Astma is een aandoening die steeds meer voorkomt en allergische reacties worden steeds heviger. Hoe is dit te verklaren? Is er een verband met de veranderingen in onze leefomgeving waar het tegenwoordig zo vaak om te doen is? 


*Miljoen mensen hebben ermee te maken*

In België zijn 6 à 7% van de volwassenen en 8 à 10% van de jongeren (-18 j.) astmapatiënten. In 70 tot 80% van de gevallen, speelt allergie daarbij een rol. Bij kinderen loopt dat percentage zelfs op tot 95%. Astma is een ziekte die moeilijk te behandelen is. De situatie wordt nog bemoeilijkt wanneer de aandoening gepaard gaat met een allergie. De allergenen zijn moeilijk te identificeren en soms spelen verschillende allergenen een rol: huismijt, dierenharen, schimmels, pollen… Men heeft vastgesteld dat er een parallelle groei is van het aantal astmagevallen en van de ernst van de allergische reacties. Sommigen denken dat het milieu een belangrijke rol speelt in deze evolutie. Dat was meteen ook het thema van een in november 2007 in Frankrijk gehouden symposium over astma en allergieën.
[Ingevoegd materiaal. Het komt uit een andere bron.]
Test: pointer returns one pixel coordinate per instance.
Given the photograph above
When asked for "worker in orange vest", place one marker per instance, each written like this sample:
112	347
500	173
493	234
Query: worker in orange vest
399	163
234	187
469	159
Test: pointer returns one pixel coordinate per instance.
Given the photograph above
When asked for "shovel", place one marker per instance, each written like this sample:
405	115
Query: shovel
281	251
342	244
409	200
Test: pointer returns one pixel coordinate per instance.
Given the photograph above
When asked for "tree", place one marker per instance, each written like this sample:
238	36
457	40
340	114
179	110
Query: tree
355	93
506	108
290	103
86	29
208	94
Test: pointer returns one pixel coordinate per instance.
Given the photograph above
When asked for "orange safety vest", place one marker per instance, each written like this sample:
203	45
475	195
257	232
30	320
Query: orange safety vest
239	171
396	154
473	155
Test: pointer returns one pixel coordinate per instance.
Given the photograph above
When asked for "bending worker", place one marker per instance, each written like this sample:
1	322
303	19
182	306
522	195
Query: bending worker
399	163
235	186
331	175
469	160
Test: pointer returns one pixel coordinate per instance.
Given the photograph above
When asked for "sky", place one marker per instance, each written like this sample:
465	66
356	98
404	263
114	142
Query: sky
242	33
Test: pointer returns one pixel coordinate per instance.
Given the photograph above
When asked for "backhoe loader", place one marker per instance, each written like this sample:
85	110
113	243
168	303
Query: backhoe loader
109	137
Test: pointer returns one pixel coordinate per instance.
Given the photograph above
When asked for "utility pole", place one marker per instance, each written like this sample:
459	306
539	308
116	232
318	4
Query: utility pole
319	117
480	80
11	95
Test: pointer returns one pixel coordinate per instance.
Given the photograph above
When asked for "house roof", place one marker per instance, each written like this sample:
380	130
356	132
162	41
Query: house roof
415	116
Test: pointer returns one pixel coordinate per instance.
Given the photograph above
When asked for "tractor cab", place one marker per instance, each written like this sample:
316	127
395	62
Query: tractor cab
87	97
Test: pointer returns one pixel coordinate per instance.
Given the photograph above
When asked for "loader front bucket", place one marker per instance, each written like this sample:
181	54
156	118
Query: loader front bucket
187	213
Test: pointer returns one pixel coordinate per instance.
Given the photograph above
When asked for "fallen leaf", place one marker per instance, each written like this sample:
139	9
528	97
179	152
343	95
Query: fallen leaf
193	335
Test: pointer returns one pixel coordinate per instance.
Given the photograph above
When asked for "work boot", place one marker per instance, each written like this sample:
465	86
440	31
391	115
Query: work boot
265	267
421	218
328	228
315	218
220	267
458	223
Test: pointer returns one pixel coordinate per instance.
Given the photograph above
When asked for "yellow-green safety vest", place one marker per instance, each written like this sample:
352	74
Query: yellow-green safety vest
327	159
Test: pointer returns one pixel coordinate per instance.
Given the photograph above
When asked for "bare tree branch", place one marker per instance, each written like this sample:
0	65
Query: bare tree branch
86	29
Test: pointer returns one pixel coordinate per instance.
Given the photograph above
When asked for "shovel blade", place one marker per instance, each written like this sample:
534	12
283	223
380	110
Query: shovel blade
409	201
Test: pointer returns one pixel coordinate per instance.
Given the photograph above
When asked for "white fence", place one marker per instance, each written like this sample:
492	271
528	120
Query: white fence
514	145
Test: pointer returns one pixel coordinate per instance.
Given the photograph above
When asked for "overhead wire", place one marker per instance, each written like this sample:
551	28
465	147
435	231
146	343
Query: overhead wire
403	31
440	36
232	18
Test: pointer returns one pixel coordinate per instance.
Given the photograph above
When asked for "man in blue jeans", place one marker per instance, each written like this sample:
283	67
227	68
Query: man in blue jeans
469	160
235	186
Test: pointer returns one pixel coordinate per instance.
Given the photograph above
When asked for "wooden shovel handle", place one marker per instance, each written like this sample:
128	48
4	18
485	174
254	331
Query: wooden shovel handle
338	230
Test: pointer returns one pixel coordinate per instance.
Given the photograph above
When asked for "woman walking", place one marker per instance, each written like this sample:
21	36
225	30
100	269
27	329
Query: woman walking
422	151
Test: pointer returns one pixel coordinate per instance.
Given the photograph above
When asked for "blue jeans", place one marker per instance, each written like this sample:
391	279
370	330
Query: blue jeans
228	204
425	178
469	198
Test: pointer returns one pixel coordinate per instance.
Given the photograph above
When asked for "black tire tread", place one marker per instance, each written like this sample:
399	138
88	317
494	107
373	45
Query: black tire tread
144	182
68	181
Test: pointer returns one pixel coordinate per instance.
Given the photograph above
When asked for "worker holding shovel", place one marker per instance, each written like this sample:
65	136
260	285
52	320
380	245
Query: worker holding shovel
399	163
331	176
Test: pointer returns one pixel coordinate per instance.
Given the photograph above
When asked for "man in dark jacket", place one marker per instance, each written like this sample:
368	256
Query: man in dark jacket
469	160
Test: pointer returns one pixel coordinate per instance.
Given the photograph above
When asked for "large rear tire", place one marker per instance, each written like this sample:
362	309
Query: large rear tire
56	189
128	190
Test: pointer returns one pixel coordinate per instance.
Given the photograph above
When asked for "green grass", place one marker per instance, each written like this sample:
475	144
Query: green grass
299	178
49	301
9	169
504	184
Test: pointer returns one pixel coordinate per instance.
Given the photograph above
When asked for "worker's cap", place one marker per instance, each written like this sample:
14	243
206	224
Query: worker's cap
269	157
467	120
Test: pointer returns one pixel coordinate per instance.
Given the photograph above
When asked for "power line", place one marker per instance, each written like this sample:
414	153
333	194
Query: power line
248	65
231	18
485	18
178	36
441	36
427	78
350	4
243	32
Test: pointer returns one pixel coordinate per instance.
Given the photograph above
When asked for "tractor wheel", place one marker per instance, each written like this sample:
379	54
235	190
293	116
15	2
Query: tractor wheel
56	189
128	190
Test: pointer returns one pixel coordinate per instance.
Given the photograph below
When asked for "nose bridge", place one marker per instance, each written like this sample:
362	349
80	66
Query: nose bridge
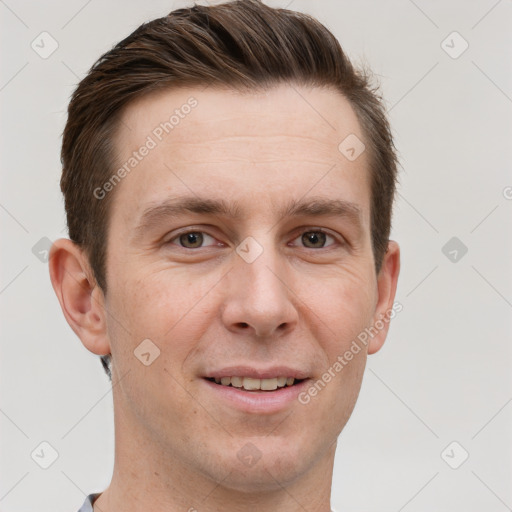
257	298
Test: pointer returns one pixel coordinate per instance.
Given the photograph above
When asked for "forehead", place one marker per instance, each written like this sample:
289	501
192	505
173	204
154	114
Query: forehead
279	144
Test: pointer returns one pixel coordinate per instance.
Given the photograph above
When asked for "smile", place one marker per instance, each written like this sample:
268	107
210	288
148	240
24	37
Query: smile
252	384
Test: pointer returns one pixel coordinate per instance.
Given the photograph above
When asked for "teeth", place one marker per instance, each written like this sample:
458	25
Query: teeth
237	382
268	384
250	384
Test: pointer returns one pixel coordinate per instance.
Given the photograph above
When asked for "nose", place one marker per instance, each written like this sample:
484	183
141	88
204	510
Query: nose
259	297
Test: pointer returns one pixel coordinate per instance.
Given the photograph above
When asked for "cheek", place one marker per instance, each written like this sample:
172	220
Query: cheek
162	306
344	307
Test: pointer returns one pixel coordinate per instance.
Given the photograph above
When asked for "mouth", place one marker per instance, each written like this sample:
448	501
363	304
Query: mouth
254	384
255	391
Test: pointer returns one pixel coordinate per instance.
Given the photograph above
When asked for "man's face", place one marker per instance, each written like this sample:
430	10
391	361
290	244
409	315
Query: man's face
275	285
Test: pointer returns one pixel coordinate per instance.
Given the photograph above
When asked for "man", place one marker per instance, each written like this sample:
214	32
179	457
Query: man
228	180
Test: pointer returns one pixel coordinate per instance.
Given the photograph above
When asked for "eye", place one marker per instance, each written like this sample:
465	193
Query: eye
192	239
315	239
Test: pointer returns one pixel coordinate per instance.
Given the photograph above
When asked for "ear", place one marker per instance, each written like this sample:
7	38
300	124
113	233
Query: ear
386	287
81	299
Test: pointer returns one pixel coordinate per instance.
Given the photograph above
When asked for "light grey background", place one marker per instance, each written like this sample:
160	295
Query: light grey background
444	373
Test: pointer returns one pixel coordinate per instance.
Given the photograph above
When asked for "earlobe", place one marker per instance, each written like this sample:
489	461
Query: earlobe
80	297
386	286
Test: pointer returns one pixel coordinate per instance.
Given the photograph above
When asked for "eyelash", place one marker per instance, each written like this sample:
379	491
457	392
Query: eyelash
308	230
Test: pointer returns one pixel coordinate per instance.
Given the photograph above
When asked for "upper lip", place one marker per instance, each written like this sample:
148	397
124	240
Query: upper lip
257	373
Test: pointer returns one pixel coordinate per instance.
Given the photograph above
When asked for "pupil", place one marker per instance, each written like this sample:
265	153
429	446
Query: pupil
192	239
313	238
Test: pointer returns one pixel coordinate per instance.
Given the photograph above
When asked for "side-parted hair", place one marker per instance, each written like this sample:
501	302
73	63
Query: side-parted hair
244	45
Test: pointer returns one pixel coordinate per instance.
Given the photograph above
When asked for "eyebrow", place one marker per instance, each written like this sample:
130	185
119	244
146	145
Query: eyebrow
171	208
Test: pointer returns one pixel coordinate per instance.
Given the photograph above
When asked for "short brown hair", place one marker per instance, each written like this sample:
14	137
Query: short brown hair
244	45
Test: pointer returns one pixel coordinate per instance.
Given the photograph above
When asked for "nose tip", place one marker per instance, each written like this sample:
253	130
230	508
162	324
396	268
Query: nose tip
257	300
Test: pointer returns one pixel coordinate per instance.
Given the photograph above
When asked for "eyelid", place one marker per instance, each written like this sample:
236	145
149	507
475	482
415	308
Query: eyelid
314	229
297	233
188	230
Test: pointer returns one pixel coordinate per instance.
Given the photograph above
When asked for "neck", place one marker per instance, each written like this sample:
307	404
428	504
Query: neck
145	478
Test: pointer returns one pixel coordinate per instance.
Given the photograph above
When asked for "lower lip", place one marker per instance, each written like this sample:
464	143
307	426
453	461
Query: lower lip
258	402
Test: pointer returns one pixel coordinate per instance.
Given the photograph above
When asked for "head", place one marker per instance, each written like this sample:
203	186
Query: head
219	226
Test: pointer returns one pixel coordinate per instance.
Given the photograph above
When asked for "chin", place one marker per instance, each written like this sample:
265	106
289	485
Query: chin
261	465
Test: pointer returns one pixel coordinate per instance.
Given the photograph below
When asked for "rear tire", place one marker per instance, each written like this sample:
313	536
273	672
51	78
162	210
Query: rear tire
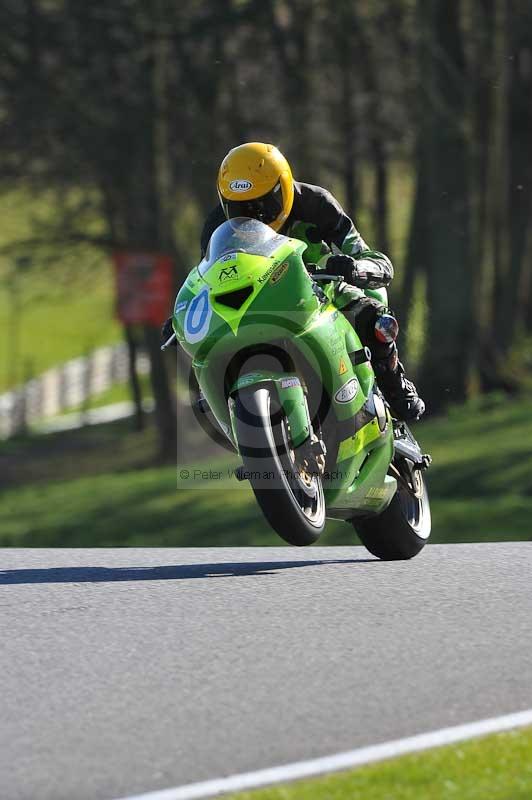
402	530
291	500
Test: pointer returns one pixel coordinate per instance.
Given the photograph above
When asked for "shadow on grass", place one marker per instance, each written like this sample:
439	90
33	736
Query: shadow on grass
177	572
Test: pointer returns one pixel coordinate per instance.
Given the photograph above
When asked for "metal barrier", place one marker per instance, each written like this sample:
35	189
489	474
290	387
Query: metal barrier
66	386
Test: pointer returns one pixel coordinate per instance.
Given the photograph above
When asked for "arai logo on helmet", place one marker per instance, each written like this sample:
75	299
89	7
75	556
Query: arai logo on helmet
240	185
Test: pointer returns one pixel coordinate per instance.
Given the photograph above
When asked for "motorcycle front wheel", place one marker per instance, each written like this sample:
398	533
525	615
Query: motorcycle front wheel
288	492
402	530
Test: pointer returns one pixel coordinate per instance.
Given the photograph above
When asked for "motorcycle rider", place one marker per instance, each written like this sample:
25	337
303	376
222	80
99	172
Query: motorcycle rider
255	180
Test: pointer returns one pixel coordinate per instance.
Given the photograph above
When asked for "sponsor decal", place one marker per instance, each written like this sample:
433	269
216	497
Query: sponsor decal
278	273
347	392
251	378
264	278
198	317
376	492
287	383
240	185
228	273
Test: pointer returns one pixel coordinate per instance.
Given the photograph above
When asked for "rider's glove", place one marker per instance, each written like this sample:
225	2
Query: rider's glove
166	331
348	268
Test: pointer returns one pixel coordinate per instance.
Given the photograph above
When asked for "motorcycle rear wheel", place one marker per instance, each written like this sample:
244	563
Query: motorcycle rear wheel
290	497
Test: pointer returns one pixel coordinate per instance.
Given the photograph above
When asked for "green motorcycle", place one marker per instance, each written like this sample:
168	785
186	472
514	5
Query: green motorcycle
293	391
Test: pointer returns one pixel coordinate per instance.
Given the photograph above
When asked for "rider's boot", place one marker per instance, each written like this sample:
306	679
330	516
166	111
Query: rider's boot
378	330
400	393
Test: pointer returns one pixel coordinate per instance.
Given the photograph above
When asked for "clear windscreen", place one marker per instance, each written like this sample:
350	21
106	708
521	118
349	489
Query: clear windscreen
240	235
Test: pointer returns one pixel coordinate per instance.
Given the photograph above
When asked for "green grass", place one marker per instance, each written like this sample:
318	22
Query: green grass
497	767
102	486
58	307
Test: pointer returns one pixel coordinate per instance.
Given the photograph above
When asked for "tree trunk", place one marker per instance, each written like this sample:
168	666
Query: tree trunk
444	161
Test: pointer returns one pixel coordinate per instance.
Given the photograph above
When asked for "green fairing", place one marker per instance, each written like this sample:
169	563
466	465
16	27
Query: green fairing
282	308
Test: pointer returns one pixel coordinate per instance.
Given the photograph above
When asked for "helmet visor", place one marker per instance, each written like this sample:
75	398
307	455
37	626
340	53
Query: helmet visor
266	208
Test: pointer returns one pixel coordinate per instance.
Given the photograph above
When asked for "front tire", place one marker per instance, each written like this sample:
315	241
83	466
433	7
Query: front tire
402	530
291	499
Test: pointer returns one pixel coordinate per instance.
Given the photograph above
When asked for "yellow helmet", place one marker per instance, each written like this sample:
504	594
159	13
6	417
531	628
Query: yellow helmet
255	180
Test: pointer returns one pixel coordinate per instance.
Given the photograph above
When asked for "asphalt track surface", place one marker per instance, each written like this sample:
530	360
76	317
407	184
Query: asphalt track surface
126	671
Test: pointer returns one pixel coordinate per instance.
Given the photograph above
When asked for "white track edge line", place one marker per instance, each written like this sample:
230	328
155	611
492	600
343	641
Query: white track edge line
339	761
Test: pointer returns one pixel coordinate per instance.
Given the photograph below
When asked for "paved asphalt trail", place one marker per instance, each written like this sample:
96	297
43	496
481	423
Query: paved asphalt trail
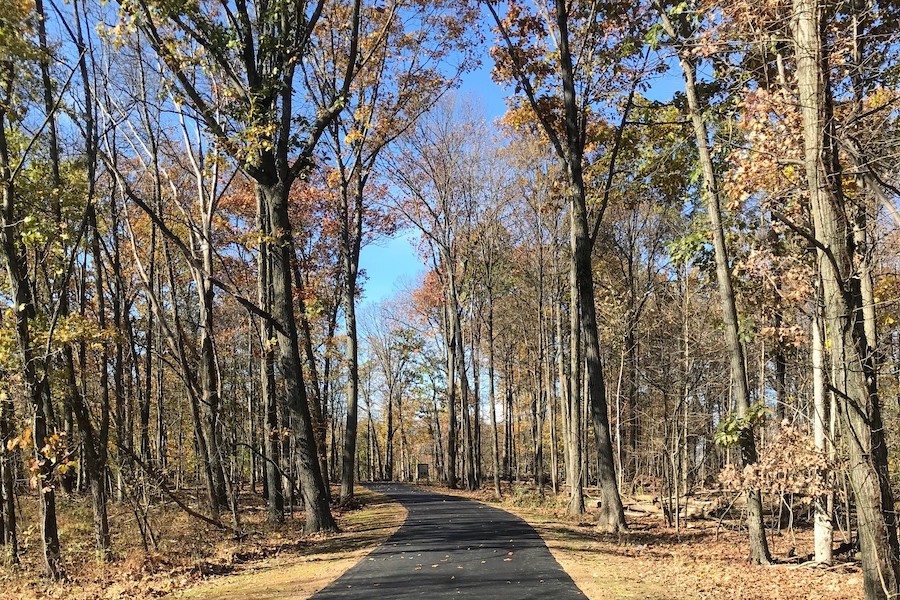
454	548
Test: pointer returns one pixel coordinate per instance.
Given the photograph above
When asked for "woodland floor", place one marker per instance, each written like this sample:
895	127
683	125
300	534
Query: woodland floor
197	561
651	562
654	562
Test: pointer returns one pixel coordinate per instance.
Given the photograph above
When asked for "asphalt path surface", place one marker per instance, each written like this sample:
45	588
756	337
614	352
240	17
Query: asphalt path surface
449	547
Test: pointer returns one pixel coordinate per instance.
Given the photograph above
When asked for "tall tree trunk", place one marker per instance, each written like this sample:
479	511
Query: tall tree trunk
852	357
492	398
759	548
574	472
612	515
34	376
823	528
312	482
268	395
351	247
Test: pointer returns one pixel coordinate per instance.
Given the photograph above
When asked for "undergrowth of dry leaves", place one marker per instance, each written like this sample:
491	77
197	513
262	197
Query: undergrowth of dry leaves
188	551
703	561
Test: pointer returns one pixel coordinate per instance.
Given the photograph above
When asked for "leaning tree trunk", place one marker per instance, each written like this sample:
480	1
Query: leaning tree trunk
852	357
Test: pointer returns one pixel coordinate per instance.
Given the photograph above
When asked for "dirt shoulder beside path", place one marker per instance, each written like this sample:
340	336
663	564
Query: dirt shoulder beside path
302	571
653	562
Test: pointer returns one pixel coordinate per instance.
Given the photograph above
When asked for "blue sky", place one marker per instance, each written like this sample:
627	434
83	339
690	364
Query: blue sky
392	263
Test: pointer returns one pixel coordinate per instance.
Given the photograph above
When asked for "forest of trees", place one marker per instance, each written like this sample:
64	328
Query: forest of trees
671	266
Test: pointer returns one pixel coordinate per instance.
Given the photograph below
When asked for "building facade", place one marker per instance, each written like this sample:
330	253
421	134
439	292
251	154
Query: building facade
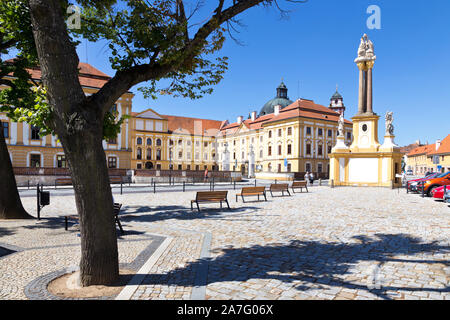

*Astma en allergieën: de weerspiegeling van de klimaatveranderingen?* 

Er moet wel een verband zijn met de klimaatveranderingen. De gevolgen voor astma- en allergiepatiënten uiten zich op twee manieren:
• De weersomstandigheden beïnvloeden de ontwikkeling van de allergenen.
• De plotse temperatuurschommelingen, onder andere een plotse afkoeling die gepaard gaat met wind, kunnen een samentrekking van de bronchiën veroorzaken.
Daar komt nog bij dat de klimaatveranderingen en de opwarming die wij al enkele jaren gewaarworden (broeikaseffect) het gevolg zijn van de milieuvervuiling. Het zijn ook de verontreinigende stoffen die verantwoordelijk zijn voor de verhoogde gevoeligheid voor longallergenen. De ozon bijvoorbeeld, die het resultaat is van de vermenging van uitlaatgassen met lucht, veroorzaakt een ontsteking van de bronchiën en verhoogt de prikkelbaarheid van de luchtwegen (bronchiale hyperactiviteit). Verschillende vervuilende stoffen kunnen bovendien op elkaar inwerken en het effect verstreken van een andere stof die ook een astma-aanval kan veroorzaken. Onder invloed van de klimatologische opwarming en van een aantal vervuilende stoffen die een impact hebben op de plantengroei, zijn er steeds meer soorten pollen die bovendien hun opwachting al maken op het einde van de winter en in het begin van de lente. 
Het gevolg is dat er tegenwoordig veel meer pollen is dan vroeger. Het pollenseizoen begint niet alleen vroeger, het duurt nu ook langer…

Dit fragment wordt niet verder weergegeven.